[<prev] [next>] [<thread-prev] [thread-next>] [day] [month] [year] [list]
Message-ID: <439030F5.16919.2C5AC7D0@gmail.com>
Date: Thu Dec 1 22:33:38 2005
From: nick at virus-l.demon.co.uk (Nick FitzGerald)
Subject: Most common keystroke loggers?
Gustavo wrote:
> If you want to provide reliable authentication, given that the user
> has a keystroke logger installed, you may simply use a visual keyboard
> written in Java.
Dude -- you really are out of your depth here...
Barclays (and other UK banks?) were doing this in the late 90s. Within
months keyloggers that took screenshots of a small area around the
mouse pointer hot-spot were being found.
Some South American banks currently under massive identity
theft/keylogging "attack" (like Banco Brasil) apparently don't talk to
others in the banking industry, as some have recently started using
such "on-screen keyboards" to "defeat" the keylogging attackers that
hound their customers.
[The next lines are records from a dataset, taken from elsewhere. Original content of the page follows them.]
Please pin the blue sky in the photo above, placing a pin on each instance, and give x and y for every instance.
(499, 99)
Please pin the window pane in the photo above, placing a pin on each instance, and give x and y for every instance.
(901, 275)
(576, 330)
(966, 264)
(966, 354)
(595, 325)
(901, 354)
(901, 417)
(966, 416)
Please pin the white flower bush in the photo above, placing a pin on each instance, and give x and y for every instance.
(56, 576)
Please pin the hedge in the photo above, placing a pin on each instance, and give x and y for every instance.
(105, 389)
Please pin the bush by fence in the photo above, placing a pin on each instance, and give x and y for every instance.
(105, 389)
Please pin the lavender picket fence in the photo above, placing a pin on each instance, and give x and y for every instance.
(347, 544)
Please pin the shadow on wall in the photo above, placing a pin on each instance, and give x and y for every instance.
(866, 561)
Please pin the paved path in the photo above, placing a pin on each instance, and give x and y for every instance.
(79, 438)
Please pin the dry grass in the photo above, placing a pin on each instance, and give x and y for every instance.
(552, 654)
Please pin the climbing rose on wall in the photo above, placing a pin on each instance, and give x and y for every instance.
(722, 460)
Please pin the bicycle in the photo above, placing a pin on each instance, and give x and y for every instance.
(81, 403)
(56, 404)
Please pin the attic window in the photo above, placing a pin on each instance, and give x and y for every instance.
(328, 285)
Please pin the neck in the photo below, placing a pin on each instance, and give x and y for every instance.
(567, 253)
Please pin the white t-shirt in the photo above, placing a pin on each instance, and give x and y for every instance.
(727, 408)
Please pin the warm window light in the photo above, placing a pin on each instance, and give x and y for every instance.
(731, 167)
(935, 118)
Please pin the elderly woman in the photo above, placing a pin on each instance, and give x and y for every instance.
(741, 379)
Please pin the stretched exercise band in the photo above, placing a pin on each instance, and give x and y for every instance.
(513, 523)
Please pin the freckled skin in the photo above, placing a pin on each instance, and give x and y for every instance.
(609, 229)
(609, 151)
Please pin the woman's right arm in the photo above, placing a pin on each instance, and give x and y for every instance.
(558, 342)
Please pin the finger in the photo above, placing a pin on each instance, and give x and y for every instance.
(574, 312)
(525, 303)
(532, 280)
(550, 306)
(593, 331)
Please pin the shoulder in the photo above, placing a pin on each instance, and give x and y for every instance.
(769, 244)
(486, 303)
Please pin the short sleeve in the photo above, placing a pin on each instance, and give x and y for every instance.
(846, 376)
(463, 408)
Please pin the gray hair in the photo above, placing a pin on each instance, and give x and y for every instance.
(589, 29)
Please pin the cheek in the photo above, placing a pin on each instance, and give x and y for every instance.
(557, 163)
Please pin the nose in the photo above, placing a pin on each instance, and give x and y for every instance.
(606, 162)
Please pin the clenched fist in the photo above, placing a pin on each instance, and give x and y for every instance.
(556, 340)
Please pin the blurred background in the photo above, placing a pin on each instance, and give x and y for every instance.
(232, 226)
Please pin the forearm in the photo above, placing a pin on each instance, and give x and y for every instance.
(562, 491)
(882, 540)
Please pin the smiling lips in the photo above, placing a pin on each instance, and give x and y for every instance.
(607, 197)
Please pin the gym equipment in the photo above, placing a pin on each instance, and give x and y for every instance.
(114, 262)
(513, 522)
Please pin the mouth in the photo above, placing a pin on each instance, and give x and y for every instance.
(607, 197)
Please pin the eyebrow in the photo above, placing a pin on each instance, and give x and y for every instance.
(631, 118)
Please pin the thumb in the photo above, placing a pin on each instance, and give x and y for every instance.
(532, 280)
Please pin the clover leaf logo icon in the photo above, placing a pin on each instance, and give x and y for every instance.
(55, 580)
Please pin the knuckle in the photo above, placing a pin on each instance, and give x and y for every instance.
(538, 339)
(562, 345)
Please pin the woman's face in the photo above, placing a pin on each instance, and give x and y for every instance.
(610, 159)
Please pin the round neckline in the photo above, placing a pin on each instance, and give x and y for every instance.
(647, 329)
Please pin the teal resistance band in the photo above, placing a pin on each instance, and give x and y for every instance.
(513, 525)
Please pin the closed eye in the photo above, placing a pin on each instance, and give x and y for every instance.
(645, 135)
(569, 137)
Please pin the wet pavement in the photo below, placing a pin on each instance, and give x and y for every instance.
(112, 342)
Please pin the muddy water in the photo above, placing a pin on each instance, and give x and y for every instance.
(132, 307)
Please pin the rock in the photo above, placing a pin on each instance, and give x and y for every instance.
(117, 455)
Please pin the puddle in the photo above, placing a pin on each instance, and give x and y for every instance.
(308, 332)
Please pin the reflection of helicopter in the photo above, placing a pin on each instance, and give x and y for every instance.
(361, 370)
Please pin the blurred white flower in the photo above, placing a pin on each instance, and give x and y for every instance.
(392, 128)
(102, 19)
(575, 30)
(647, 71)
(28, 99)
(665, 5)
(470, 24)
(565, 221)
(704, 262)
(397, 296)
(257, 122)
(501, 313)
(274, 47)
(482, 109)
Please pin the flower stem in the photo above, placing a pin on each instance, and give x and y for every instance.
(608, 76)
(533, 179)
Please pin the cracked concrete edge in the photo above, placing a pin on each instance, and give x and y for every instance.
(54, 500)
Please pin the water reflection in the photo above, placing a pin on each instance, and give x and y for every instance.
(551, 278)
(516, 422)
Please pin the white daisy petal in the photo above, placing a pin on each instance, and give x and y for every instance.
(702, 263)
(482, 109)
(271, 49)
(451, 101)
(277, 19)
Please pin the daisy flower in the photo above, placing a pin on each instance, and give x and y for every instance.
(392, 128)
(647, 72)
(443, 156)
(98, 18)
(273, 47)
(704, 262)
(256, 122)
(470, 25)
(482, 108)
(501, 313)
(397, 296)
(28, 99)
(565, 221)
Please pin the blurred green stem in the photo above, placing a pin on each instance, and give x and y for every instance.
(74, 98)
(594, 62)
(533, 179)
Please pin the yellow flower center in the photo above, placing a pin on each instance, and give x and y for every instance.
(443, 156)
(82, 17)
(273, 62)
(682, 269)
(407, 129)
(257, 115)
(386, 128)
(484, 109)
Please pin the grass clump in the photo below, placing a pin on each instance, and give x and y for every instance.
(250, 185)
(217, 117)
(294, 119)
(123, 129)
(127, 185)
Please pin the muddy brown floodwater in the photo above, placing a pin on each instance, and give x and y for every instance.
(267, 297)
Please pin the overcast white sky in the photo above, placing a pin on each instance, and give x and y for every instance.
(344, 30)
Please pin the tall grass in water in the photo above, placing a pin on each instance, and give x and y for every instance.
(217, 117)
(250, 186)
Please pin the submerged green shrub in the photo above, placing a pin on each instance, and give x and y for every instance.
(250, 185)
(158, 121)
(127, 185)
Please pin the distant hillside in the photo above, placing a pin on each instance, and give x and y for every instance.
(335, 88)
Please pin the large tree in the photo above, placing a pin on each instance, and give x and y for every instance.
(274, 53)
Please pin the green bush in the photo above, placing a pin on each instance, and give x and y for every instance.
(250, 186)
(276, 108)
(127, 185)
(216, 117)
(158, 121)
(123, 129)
Within a very short time period we saw some of
those keyloggers adapt by adding screenshot-grabbing of a small area
around the mouse point hot-spot. Seems they talked with uninformed
"security consultants" rather than folk who know how systems work, what
malware is, what it can do that it may not be doing today and, in this
case, what has already been tried and trivially beaten...
If you don't understand that all the I/O on the "compromised" machine
(for the types of machine we are talking about) can be intercepted, you
shouldn't be trying to answer the OP's question (and if the OP
understood that, he would not have asked as he would have realized he
was aiming at doing the impossible).